Todo cambió cuando me fui a vivir a España. En ese momento sentía que nos necesitábamos, y decidimos que viviríamos juntas. Creo que es lo mejor que me ha pasado en la vida. Para mí, ella es todo. No podemos vivir la una sin la otra, no tomamos una decisión sin consultarnos, almorzamos casi todos los días, tenemos los mismos amigos, nos gustan las mismas cosas y, sin embargo, somos el día y la noche. Mi hermana es mi gran polo a tierra. Es imponente y mesurada, tranquila y evolucionada. Victoria es mi maestra, mi guía y mi aspirina. Ella es productora de fotografía —estudió Publicidad en Medellín— y está feliz de vivir en Bogotá. Le encanta ir a sitios como Balzac, Andrés Carne de Res o Cha Cha, y justo hace un año está casada.

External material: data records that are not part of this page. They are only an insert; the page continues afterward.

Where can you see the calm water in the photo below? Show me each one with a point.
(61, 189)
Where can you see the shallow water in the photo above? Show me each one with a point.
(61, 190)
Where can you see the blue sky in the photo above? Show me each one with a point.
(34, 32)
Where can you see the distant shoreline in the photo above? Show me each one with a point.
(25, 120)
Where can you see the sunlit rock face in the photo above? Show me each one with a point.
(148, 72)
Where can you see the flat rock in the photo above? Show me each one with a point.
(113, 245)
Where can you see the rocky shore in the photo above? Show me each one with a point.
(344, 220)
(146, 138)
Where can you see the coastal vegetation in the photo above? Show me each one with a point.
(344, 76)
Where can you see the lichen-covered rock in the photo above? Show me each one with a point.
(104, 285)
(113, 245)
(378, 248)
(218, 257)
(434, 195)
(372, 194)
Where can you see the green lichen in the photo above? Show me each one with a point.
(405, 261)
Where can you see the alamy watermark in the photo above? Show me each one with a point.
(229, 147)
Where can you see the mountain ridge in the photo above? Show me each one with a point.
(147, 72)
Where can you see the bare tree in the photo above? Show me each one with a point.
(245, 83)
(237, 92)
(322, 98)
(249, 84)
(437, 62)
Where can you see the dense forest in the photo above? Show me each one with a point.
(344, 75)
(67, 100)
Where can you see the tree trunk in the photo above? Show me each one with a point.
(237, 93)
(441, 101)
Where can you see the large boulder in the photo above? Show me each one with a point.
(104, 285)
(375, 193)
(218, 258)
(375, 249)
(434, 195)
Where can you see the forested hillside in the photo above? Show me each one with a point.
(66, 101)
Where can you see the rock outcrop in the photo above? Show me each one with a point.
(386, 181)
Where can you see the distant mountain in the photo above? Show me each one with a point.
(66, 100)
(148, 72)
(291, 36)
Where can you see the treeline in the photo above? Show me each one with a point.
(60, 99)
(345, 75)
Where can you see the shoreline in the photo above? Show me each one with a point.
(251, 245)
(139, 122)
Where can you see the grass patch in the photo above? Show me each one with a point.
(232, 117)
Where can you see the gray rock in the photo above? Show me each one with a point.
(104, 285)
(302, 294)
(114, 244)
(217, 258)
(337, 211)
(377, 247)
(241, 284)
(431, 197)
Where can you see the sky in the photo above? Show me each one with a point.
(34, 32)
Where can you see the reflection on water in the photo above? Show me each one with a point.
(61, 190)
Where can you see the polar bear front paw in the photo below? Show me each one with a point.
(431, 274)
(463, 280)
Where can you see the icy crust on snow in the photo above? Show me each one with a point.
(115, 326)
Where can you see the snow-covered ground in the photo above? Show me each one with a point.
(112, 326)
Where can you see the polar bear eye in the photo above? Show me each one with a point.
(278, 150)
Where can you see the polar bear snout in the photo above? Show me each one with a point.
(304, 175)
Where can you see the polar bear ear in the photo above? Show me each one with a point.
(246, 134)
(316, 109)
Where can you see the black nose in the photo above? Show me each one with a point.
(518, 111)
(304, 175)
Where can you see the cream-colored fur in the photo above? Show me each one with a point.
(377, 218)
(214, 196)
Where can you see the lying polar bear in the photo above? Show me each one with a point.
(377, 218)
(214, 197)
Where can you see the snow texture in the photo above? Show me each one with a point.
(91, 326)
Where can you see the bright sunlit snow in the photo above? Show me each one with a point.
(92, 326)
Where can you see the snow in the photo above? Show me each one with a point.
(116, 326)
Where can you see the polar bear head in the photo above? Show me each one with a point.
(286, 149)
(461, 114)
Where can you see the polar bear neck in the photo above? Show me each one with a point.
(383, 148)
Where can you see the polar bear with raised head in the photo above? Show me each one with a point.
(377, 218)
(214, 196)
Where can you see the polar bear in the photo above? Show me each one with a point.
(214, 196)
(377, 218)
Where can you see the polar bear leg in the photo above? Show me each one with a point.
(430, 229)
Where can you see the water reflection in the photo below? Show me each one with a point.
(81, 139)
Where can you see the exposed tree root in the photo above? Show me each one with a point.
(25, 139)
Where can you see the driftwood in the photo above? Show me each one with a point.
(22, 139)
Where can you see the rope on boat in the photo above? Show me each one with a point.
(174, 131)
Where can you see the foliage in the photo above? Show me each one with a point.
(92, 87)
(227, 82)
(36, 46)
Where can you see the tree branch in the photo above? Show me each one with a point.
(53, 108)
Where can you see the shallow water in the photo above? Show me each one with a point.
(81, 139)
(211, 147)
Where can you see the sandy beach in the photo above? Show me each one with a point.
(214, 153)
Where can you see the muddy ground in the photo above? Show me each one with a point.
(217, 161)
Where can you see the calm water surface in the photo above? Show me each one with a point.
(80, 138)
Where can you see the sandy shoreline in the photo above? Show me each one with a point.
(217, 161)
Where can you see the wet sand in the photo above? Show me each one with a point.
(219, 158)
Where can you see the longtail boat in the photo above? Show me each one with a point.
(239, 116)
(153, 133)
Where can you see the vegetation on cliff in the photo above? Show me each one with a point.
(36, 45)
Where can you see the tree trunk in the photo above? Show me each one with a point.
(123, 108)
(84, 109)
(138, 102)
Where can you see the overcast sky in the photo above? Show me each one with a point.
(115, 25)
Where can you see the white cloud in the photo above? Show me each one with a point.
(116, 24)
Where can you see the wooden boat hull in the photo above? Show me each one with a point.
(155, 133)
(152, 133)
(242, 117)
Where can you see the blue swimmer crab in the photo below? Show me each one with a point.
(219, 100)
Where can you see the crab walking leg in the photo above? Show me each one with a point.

Las dos nos llamamos María. En casa de mis padres siempre nos llaman "María", y aun así cada una sabe a cuál se refieren. Físicamente somos bastante parecidas pero la diferencia radica en que ella es formato grande y yo un formato petit. La genética le dio mucha estatura, muchas curvas, mucha cordura, mucho garbo... juzguen ustedes, lectores de SoHo. Para mí es un honor presentarles a uno de los seres que más amo y admiro: mi hermana.